A Miscellany of Memories: Page 27

Miscellaneous Memories

Mrs. Barbara Evans.

One day just before the war, a plane very much like a Tiger Moth tried to land on the field behind the College Houses. The pilot hit the telegraph line and crashed, right by the railway embankment.

Mr. Hallmark (Mrs. Cornes’ father) was cycling over the railway bridge when it happened, he dropped his bicycle and ran to try and help the pilot, the plane burst into flame and the pilot was killed.

I was told later that he was only nineteen years old and on his first solo flight.

The 12-30p.m. train from Crewe to Wellington had to halt at Tern Hill whilst the track was cleared.

The burnt-out plane was loaded onto a Queen Mary (a large low loader) and taken away that night.

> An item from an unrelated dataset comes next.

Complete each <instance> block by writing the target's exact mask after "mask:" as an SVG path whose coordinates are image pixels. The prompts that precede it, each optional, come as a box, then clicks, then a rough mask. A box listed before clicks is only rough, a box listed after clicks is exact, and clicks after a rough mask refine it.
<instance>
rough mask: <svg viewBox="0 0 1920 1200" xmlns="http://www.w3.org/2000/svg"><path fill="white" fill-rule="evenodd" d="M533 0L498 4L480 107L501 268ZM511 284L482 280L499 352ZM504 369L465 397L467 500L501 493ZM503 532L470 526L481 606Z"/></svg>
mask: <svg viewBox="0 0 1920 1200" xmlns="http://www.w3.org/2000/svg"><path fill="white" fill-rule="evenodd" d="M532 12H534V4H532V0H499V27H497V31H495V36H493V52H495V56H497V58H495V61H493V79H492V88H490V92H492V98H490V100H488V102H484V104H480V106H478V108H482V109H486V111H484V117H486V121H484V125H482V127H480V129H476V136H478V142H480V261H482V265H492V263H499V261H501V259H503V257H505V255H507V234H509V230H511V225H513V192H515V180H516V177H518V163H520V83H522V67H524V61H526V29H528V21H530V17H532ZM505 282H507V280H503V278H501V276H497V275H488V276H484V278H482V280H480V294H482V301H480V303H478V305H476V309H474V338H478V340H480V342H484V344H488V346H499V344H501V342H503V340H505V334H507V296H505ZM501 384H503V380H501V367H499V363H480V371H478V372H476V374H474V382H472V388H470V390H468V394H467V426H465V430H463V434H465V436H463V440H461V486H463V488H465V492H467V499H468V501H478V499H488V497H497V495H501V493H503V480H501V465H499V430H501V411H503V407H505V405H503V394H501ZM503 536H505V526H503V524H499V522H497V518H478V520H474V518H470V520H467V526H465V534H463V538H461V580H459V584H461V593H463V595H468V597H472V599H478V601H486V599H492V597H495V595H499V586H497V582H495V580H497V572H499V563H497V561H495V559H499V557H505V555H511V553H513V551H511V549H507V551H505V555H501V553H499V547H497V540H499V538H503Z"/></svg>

One night I was coming off duty from the Fire Station. It was about ten o’clock. American soldiers were guarding all the entrances to the railway station. An ammunition train was staying overnight in the sidings. The German planes would follow the trains, so at night they used to pull into the sidings and shut the fire box down.

At the parks, on the Shrewsbury road, Wellington bombers and Lancaster bombers were parked during the war. They were all camouflaged. If Shawbury had been bombed they would have had reserve planes. It was called a Satellite Station.

Corporal dog handlers, with large Alsatian dogs, patrolled the planes twenty four hours a day.

On the edge of Tunstall Wood a Spitfire crashed.

Mr.Jim Rhodes.

I remember an elephant being kept overnight at The Village Farm. (where Castle Hill View now stands). We all went to look at this strange animal. There was no televisions in those days, so for most of us it was the first time we had seen one.